In 2012, we managed to secure a loan and started our own training centre. And at that time, it was a massive jump from where we were – we moved from a mere 500 square foot office space to a 3,400 square foot office, and rental costs shot up. My partner and I had used up all our savings on the deposits and furnishings, and with the increase in operational costs, we had to work 20 times harder to cope. However, this was a commitment we were ready to take when we made the initial decision in the first place.
That was a really challenging time for me. But that was also what being an entrepreneur was like – to be determined enough to overcome these challenges, and to keep doing what you love. Today, I’m able to reap the rewards of my determination then. We now have a healthy staff size of 7 people, and it is also with this stability and sustainability that I was able to commit time towards pursuing MSc TIP on a part-time basis in 2014.
We also understand that you had to shuttle to school every week between Malaysia and Singapore for the MSc TIP course – even while you were pregnant! That’s very commendable – what gave you the motivation and determination to pull through?
YA: Many of my friends thought I was making a poor decision when I signed up for the course – the constant shuttling between countries on a weekly basis, and a considerably higher tuition fee compared to local programmes in Malaysia. However, I have set my sight on a goal – to get further education in a reputable school.
I was determined to pull through and was motivated by my goals. Throughout my second year of the programme I was even pregnant with my son! Despite these challenges, I continued my routine of travelling between countries, and even went for the immersion programme in the United States during the fourth month of my pregnancy. With sheer determination, I completed the immersion programme, returned to Singapore to complete and pass the rest of my coursework and final examinations, and attended my graduation in August 2016– all these before my delivery just two months later in October that year!
You are currently a parent to four lovely kids, a managing director of three companies – and you even have time to write your own book! How do you juggle these responsibilities?

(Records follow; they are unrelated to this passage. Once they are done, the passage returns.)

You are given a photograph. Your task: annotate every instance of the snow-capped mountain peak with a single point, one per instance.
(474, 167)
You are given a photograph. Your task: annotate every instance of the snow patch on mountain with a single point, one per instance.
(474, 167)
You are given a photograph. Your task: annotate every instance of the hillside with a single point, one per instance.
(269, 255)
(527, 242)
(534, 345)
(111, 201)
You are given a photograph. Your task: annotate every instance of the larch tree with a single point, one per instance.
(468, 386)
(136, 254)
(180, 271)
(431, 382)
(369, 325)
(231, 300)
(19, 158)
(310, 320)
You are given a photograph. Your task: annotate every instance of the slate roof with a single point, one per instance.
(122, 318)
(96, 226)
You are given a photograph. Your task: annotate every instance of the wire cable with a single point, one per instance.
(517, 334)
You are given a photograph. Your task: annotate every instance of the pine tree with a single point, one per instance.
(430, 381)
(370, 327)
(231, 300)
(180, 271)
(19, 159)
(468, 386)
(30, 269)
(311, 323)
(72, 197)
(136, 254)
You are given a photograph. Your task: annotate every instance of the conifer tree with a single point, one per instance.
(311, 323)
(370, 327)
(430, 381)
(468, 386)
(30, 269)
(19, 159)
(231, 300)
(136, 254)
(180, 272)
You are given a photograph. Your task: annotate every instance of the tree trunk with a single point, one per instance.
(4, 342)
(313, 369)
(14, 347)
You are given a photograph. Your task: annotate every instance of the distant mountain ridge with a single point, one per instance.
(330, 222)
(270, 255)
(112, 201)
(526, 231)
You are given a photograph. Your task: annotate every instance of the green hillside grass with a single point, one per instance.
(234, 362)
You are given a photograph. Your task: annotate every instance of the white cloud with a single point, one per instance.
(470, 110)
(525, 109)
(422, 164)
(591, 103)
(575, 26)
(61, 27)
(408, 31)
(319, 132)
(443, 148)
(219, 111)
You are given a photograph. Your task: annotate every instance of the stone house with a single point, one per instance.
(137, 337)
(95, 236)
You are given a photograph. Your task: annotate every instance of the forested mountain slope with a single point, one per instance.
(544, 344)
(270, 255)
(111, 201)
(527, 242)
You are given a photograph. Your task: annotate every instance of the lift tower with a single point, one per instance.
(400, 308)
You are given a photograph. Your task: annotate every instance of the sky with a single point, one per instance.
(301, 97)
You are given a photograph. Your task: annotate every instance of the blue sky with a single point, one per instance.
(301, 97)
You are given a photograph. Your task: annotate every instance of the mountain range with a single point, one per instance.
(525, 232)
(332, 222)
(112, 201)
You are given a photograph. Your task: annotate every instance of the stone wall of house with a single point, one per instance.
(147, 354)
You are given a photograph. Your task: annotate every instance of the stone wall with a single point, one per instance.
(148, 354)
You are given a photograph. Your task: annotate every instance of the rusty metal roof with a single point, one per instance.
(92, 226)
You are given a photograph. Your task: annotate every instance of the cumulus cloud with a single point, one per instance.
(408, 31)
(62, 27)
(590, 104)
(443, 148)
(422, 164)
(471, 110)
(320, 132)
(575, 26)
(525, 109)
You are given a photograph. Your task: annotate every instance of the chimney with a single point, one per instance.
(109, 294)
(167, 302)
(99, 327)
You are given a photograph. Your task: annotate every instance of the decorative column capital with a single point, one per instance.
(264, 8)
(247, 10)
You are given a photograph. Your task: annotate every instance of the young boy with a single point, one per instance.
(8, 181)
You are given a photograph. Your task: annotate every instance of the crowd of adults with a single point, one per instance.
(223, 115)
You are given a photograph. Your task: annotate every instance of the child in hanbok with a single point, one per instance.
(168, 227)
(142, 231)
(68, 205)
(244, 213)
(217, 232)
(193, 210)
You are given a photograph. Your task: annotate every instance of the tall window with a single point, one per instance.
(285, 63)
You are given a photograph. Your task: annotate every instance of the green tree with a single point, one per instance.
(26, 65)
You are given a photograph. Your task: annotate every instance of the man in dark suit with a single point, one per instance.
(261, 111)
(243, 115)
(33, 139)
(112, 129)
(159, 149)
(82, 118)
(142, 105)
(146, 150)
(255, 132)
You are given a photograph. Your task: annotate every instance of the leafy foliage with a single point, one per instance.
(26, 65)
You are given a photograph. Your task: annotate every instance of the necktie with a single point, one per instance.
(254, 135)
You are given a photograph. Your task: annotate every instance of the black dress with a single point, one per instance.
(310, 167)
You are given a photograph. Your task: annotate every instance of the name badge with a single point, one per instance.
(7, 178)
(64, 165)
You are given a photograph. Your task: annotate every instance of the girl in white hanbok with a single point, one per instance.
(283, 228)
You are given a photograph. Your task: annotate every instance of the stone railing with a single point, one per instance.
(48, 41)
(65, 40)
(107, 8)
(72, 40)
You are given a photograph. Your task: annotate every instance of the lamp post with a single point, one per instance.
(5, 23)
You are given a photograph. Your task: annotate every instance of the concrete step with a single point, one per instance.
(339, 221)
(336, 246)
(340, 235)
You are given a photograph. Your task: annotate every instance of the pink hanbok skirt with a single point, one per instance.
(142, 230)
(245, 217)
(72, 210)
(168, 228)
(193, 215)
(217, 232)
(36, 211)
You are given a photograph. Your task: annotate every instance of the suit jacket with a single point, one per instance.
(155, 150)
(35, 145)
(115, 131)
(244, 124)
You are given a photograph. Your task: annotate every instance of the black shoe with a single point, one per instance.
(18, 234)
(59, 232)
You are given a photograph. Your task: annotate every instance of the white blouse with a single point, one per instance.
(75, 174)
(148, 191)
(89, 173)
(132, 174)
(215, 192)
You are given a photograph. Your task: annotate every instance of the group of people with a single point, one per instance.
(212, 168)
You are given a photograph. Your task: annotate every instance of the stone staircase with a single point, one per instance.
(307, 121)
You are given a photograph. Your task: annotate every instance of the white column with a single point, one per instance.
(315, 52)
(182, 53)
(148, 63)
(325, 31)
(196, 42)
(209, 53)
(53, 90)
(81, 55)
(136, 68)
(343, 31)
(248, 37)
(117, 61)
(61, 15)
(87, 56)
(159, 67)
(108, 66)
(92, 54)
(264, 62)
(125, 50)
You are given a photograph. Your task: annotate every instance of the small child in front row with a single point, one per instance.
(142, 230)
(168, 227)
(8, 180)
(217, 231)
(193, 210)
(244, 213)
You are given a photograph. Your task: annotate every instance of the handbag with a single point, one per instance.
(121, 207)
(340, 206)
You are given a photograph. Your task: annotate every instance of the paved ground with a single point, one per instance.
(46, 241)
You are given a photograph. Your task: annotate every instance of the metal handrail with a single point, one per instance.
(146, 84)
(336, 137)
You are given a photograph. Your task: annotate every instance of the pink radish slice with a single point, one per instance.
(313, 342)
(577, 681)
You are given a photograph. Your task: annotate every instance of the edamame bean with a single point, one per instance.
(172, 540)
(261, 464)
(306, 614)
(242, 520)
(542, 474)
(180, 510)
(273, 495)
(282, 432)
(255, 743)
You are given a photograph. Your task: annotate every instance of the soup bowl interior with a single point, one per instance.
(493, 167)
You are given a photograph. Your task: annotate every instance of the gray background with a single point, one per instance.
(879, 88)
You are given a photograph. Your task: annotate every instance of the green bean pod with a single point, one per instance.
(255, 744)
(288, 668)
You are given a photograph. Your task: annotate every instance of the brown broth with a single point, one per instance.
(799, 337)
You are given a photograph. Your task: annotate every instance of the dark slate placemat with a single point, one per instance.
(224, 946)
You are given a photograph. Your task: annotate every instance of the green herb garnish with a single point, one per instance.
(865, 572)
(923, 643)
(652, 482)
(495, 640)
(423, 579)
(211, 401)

YA: I see this as a form of mastery – I always liken this to roti canai (Indian flatbread commonly found in Southeast Asia) chefs. They’re able to knead the dough and douse the oil, and yet hold a conversation with their customers at the same time. With practice comes mastery and with mastery comes automation and routine – and you wouldn’t feel tired if the steps come naturally to you.
My day-to-day schedule is packed from morning till night – from business development meetings to operational overview, staff management to self-development, and I’m not even including the allocated time to my family too. My day starts as early as 6am and only slows down at 10pm every day – but I never feel tired.
How has further education in technopreneurship given you an edge over fellow peers, and in your industry?
YA: The MSc TIP programme has given me more confidence in what I do. Now, whenever I do something or make a decision, I’m aware that I’m acting based on a framework, with research and literature behind it. This helps make things more deliberate, and I have the opportunities to apply whatever I’ve learned to my work. Being a part-time course, I travelled to school every Saturday, and I was even able to apply my lessons directly when I return to work on Monday!
At certain stages too, I was better able to anticipate challenges and make more informed decisions – whenever something crops up, I know that this is not an unfortunate event, but something a start-up at my phase will undoubtedly face. This gives me more confidence, and I’m able to overcome my issues with better understanding of the situation, based on a set of established research by the experts. And with that, I’m very thankful.